Sunday, April 09, 2006

How Could it Not be a Great Day?

the weather was just perfect for my half-marathon run this morning. I was worried about running amongst 10,000 people. Two-thirds of them half-marathoners like myself.

I guess I was worried or keyed up anyway when I wasn't asleep by 2:00 A.M. I thought I better think of something. I dug up some Valium from '03 as soon as I took it I fell asleep. Pseudo or psychological effect? Anyway, I was grateful that it worked. I slept until my alarm went off at 5:00 A.M. I was out the door at 6:15 A.M. Parked at 6:35 A.M. and jogging to the start area.

I never did meet up with my friends at the planned area.
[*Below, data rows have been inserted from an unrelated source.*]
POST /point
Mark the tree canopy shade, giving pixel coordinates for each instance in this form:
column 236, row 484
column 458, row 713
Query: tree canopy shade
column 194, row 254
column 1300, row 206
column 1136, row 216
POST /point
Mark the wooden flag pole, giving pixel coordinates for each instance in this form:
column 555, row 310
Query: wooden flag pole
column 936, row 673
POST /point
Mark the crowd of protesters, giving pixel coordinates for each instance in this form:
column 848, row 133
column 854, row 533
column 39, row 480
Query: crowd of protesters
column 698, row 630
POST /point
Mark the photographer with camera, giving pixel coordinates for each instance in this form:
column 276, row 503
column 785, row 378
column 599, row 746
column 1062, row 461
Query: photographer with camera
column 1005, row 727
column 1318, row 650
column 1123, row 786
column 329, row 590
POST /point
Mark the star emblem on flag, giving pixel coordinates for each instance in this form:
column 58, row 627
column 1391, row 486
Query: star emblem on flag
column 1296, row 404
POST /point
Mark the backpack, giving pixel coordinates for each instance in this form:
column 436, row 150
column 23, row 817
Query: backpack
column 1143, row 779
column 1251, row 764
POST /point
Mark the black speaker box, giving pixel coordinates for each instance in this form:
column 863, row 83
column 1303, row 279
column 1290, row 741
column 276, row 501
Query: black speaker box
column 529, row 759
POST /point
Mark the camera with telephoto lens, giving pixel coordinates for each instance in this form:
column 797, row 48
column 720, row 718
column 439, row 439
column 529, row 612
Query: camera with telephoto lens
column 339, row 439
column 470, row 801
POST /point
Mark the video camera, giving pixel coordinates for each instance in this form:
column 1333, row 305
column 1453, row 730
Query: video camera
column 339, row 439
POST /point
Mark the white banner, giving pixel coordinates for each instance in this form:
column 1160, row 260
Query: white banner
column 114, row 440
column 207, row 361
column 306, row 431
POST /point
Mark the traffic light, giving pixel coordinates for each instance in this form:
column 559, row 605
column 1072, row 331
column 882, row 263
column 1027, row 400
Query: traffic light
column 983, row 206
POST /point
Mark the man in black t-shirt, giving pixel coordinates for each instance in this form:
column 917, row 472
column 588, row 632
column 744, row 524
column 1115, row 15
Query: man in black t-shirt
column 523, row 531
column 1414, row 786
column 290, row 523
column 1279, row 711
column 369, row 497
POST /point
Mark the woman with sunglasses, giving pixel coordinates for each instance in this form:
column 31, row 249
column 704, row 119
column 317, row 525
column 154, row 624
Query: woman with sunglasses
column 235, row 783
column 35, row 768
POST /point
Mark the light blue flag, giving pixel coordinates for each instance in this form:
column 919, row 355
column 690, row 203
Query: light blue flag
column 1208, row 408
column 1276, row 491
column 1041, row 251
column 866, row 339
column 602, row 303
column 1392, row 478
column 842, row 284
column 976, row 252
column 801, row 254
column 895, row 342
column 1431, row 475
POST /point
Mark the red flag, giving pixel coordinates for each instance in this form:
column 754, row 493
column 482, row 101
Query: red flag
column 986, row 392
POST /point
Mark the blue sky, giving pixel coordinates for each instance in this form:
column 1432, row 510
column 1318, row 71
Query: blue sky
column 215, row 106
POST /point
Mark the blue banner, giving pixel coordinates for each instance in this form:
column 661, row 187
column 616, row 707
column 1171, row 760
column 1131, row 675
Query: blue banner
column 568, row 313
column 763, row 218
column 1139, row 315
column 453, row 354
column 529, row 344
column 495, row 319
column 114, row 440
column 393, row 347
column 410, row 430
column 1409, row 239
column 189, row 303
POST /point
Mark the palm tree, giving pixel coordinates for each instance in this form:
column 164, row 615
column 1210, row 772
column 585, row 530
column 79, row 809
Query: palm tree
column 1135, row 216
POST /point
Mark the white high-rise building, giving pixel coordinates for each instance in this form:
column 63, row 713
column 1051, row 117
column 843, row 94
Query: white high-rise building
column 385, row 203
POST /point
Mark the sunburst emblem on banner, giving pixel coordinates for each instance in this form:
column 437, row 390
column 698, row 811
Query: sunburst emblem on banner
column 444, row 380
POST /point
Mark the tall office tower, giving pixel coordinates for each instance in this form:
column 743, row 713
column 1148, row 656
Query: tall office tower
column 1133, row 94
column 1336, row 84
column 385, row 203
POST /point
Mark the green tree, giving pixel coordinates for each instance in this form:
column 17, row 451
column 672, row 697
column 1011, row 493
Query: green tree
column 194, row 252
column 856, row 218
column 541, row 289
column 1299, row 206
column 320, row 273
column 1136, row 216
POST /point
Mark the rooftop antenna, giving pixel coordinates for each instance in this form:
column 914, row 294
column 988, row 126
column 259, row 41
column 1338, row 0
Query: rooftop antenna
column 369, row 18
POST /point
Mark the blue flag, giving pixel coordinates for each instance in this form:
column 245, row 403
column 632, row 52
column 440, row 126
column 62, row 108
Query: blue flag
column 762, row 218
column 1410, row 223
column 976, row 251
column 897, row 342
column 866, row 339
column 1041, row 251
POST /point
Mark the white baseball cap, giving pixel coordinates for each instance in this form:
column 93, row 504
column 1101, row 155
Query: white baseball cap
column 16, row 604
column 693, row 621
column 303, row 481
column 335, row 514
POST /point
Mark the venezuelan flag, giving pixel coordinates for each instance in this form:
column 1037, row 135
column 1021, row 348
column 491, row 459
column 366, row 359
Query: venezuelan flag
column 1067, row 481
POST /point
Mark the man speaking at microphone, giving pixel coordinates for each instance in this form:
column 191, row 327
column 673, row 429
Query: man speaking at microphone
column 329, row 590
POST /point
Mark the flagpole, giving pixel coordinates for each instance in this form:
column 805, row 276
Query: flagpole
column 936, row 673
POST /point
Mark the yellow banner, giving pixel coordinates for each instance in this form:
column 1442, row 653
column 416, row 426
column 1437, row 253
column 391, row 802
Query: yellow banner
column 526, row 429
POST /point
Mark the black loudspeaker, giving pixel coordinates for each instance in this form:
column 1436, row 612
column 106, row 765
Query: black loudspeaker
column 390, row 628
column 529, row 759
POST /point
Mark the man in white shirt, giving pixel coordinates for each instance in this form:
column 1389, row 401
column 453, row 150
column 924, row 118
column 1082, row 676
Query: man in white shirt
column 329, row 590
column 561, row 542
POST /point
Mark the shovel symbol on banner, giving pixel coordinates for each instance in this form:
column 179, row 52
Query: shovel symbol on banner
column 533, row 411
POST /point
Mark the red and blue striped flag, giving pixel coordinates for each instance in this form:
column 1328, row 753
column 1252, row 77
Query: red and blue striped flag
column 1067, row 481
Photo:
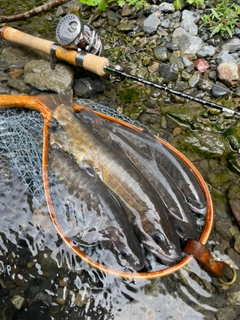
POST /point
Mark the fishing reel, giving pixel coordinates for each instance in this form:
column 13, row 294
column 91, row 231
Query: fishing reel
column 73, row 33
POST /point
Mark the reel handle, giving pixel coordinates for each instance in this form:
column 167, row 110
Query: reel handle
column 88, row 61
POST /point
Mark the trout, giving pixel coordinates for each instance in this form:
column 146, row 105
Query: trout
column 144, row 208
column 94, row 216
column 179, row 211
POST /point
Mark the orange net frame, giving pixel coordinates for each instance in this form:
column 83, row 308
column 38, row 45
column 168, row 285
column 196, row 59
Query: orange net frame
column 39, row 103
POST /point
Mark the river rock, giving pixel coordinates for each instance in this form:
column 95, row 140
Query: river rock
column 206, row 51
column 166, row 7
column 38, row 74
column 219, row 90
column 161, row 53
column 232, row 45
column 198, row 145
column 189, row 20
column 187, row 42
column 151, row 23
column 229, row 73
column 201, row 65
column 169, row 71
column 86, row 87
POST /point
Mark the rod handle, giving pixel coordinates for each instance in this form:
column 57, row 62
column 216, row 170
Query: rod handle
column 89, row 61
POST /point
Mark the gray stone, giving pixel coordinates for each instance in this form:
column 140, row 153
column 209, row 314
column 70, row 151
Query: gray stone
column 232, row 45
column 229, row 73
column 172, row 46
column 151, row 23
column 166, row 7
column 187, row 42
column 38, row 74
column 194, row 80
column 169, row 72
column 161, row 53
column 219, row 90
column 206, row 51
column 224, row 56
column 165, row 23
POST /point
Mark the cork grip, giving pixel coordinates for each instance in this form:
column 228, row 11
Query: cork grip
column 95, row 64
column 16, row 36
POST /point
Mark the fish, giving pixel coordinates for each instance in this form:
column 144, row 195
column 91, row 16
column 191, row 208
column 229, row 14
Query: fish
column 177, row 208
column 166, row 159
column 93, row 216
column 144, row 208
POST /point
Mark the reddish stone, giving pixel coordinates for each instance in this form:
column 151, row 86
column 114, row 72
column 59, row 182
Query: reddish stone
column 201, row 65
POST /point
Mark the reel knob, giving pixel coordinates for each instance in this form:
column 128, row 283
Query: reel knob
column 73, row 33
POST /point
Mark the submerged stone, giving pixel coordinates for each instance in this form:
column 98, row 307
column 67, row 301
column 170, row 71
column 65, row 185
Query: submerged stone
column 198, row 145
column 38, row 74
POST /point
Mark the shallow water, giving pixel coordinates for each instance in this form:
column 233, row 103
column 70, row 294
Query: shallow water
column 41, row 277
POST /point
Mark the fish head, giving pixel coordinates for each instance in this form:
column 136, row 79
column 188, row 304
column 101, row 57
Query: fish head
column 164, row 244
column 129, row 252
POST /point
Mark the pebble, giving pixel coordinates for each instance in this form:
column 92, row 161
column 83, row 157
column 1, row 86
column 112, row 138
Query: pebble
column 161, row 53
column 219, row 90
column 168, row 71
column 229, row 73
column 206, row 51
column 194, row 79
column 150, row 24
column 201, row 65
column 232, row 45
column 187, row 42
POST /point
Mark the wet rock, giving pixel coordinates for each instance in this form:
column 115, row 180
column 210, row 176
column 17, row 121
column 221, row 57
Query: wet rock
column 224, row 56
column 233, row 191
column 166, row 7
column 194, row 80
column 183, row 114
column 38, row 74
column 235, row 206
column 233, row 298
column 219, row 90
column 223, row 229
column 19, row 85
column 201, row 65
column 233, row 136
column 187, row 42
column 113, row 19
column 205, row 144
column 234, row 162
column 165, row 23
column 226, row 313
column 172, row 46
column 206, row 51
column 151, row 23
column 229, row 73
column 86, row 87
column 231, row 45
column 189, row 20
column 161, row 53
column 173, row 58
column 169, row 72
column 18, row 301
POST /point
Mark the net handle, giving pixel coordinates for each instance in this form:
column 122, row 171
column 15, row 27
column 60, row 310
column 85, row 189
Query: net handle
column 88, row 61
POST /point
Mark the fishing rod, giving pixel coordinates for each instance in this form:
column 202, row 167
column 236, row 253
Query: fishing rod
column 80, row 45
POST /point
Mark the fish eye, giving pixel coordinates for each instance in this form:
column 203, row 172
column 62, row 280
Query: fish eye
column 124, row 254
column 159, row 238
column 180, row 229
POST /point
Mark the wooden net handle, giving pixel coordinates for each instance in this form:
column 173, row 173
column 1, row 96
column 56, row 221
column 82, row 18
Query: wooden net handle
column 89, row 61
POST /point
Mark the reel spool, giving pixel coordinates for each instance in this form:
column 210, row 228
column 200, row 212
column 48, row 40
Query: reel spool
column 73, row 33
I never saw them before the start of the race. For that many people it moved pretty good. I got in the groove easily. I was ready to run. I love weaving in and out and pasting people.

I don't usually drink much water during the run especially with 30 something degree weather. Funny, this morning, I didn't feel the cold at all! I was though grateful that I had gloves on. I carried my two packs of Accel Gel for later on.
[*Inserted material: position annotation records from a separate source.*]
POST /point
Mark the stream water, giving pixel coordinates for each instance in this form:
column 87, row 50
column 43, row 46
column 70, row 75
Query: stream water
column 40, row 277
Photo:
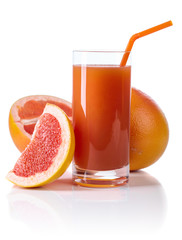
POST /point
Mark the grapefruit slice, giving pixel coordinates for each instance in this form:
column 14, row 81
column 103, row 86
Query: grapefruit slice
column 25, row 112
column 49, row 153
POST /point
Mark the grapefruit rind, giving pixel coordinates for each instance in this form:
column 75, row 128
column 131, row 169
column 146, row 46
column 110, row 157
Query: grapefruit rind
column 62, row 159
column 20, row 137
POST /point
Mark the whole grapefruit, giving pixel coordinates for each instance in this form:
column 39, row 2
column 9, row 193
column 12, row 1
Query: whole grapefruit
column 149, row 132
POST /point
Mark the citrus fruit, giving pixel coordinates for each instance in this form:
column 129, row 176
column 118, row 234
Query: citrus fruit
column 149, row 131
column 49, row 153
column 24, row 114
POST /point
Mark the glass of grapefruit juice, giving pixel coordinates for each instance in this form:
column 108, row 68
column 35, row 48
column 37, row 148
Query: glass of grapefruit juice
column 101, row 118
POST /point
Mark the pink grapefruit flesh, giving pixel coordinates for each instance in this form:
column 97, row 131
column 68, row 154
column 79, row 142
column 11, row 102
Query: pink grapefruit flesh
column 25, row 112
column 49, row 153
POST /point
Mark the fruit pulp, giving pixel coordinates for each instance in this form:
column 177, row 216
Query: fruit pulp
column 101, row 116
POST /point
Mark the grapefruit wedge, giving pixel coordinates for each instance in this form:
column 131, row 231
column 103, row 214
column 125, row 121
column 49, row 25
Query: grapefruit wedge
column 25, row 112
column 49, row 153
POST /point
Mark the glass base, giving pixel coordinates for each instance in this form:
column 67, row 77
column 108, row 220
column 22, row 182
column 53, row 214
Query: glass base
column 100, row 179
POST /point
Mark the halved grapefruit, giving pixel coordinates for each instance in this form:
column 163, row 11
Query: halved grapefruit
column 49, row 153
column 25, row 112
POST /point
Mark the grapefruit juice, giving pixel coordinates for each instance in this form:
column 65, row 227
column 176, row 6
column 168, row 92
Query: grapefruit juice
column 101, row 119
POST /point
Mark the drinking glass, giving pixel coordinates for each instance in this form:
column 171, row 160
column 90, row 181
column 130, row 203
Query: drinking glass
column 101, row 118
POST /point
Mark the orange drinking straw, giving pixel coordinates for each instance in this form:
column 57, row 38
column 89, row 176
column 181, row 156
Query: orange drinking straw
column 139, row 35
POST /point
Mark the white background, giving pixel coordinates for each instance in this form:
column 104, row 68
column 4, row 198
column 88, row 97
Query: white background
column 36, row 42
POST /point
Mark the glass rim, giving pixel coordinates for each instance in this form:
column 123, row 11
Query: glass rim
column 100, row 51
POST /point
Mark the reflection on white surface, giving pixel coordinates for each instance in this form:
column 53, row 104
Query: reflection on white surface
column 138, row 206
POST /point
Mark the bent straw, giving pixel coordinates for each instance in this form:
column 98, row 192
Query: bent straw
column 139, row 35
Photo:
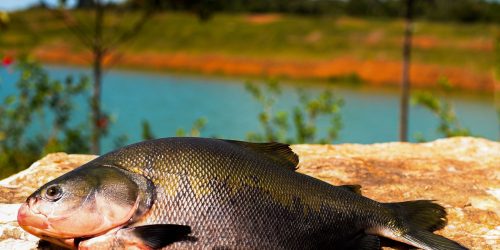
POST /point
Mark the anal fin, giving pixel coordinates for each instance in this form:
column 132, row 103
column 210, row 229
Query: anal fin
column 362, row 242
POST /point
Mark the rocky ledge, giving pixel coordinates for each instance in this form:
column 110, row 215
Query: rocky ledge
column 462, row 174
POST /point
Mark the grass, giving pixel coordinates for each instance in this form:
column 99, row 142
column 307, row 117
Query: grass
column 286, row 37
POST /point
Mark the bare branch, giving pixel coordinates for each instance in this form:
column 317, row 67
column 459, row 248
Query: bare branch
column 134, row 30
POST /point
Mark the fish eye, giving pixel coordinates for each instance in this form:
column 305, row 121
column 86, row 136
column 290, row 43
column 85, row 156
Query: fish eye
column 53, row 193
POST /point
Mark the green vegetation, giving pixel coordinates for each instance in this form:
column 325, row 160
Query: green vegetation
column 281, row 36
column 45, row 103
column 276, row 124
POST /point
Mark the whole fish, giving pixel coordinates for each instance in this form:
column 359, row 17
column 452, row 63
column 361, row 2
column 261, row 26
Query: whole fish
column 195, row 193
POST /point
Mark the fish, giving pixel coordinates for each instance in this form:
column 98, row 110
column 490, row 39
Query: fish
column 203, row 193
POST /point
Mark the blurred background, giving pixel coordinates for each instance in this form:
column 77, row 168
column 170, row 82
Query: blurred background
column 88, row 76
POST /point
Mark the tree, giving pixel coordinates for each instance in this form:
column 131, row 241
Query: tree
column 100, row 46
column 405, row 82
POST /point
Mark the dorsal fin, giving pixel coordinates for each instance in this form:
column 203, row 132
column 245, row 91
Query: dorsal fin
column 353, row 188
column 278, row 152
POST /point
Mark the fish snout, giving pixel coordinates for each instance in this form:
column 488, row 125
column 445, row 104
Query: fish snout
column 26, row 217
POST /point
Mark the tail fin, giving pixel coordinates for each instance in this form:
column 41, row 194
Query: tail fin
column 428, row 240
column 415, row 222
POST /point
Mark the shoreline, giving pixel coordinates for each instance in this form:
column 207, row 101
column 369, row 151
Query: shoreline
column 346, row 70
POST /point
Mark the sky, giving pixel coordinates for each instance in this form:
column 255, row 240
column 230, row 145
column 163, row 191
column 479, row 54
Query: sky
column 9, row 5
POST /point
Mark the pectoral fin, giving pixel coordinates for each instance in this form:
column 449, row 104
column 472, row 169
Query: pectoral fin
column 160, row 235
column 142, row 237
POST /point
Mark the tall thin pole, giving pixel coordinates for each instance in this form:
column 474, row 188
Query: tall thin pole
column 405, row 84
column 98, row 53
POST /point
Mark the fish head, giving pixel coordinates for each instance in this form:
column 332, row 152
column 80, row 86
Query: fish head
column 85, row 202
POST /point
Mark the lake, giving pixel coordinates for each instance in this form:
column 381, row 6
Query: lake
column 172, row 101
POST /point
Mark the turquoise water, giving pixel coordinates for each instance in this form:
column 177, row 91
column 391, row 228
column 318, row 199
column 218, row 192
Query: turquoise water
column 170, row 102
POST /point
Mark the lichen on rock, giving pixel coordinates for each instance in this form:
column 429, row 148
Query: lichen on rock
column 462, row 174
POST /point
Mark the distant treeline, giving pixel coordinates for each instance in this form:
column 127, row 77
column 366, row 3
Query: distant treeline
column 439, row 10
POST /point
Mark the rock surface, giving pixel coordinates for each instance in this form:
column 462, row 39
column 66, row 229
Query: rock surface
column 462, row 174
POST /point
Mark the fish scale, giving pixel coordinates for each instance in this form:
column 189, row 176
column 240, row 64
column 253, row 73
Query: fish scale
column 196, row 193
column 248, row 211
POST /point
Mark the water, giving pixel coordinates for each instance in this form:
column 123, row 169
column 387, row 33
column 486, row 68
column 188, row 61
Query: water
column 170, row 102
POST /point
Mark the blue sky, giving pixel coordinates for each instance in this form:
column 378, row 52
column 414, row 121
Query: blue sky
column 8, row 5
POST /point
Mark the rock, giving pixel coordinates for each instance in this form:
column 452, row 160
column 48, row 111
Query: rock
column 462, row 174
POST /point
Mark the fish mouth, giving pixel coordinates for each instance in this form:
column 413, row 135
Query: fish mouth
column 37, row 224
column 27, row 218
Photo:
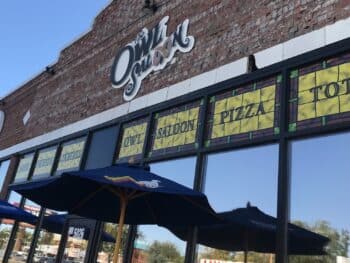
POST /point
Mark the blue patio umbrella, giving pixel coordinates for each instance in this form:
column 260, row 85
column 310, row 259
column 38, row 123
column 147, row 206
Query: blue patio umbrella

At home when I got up I had a bagel with creme cheese. Two glucosamine Chondroitins and two Ibruprofens. Before the race started I had one package of Accel Gel. I had another one at the 6th miles and yet another at the 9th mile.
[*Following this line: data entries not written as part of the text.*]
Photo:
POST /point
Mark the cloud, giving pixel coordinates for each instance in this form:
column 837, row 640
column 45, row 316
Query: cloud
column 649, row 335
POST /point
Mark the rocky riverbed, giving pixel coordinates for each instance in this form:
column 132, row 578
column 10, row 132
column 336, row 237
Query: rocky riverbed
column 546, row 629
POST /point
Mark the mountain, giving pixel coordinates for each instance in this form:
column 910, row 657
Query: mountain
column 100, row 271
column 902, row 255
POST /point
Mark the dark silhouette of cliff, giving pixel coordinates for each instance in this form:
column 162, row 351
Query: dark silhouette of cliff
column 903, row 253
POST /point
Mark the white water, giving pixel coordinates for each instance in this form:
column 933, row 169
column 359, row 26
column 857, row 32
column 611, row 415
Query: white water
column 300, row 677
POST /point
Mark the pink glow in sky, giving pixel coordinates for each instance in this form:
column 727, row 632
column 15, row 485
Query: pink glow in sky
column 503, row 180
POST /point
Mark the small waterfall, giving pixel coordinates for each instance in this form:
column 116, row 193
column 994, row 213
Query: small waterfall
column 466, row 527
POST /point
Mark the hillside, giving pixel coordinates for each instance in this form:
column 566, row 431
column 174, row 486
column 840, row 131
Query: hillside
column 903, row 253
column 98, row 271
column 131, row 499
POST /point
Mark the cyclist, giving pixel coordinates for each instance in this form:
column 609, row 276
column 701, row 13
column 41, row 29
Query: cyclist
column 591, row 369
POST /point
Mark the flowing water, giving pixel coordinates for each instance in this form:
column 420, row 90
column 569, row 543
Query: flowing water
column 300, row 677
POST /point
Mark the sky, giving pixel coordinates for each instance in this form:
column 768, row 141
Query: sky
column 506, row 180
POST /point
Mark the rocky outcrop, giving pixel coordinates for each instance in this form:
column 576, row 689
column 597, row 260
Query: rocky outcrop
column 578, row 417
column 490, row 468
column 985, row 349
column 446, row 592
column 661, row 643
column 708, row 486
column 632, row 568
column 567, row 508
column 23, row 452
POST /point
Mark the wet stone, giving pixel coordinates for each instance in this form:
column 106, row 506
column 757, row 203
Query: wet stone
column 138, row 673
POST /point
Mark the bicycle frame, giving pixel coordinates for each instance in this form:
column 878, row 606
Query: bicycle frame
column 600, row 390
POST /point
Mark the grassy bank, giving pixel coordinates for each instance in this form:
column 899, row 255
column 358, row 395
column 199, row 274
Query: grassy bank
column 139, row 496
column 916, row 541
I could tell eating the bagel really paid off. I was running strong; all the way up to the finish line. Three weeks ago when I ran I just had the three packs of Accel Gel and no bagel. I was a little weak at the end with leg cramps.

The run was fabulous, it's late in the evening and I'm still high even with the three hours of sleep I had. I was strong on three hours of sleep. Wow! What a brain and what a body! Think it - do it!

My knees ached just a little bit this afternoon.. but I'm about back to normal already. I had two more Ibuprofen and two Glucosamine Chondroitin.

So this evening I am expressing my gratefulness to the universe, god, my spirit guides who were the wind beneath my wings, Ezekiel, who is channeled and who I speak with about every six months because he is right on and cool! Ramtha is channeled through J. K. Knight and I have read many things by her. She has been featured in the DVD "What the Bleep Do we Know?".

I am truly grateful for all the knowledge I have received within the last two years recording reincarnation and spirituality. I now believe that we plan our lives, bodies, the time we are born (zodiac sign); that we pick our parents to learn our lessons here. That we choose when we will die and when we will come back again. I can't wait! If only we could just remember just a little bit of our past lives. I can't; some people claim they can.

I am truly enjoying the journey; along with it love, happiness, and heart break. After all we can't have love without the heartache..otherwise it wasn't love that we felt after all.

Maybe that is why my ex and I had to split up? Our time that we needed to be together had come to an end. It was time for me to venture out, love and learn and get hurt a little.

I never would have ran half marathons. I usually went her way. I felt I had to keep her happy; like I did my family, my family and friends in the past. Everyone else was more important than me. Perhaps, that was the first real lesson I learned. No one else's happiness should take presidence over mine most of the time like it did. Sometimes I feel like I wasted a very big part of my life not being myself.

I think my spirit guides were with me and decided I had had enough of giving and now it was time for me to do things for myself. I am having a blast! I never rode bicycle with groups, not much anyway. Now, I ride bicycle, run, swim, attend yoga, and now getting back into golf.

I have wonderful friends. I am truly happy, healthy, pain-free, injury free and I am most grateful! Thanks for keeping me safe and accident free. I have been lucky with close calls to teach me my lessons.

Universe, god, spirit guides, Ezekeil, Ramtha, please take care of all my loves and me: L, T, D, K, and the young innocent naked woman on the internet (I know, I know, but, she would have touched your heart too!) Please keep us all safe, healthy, wealthy, and wise..us and all my friends.

Thank you for giving me the courage to distance myself from my abusive family, unhappy relationship, finding loves and happiness. No have no regrets that I shifted gears in my life two years ago.

They say we create our own evvironment.. and I think I did. I could change it too! We have more power than what we think; we just need to believe. We are as young as we think too; but you have to work hard at it... and that is the fun of it.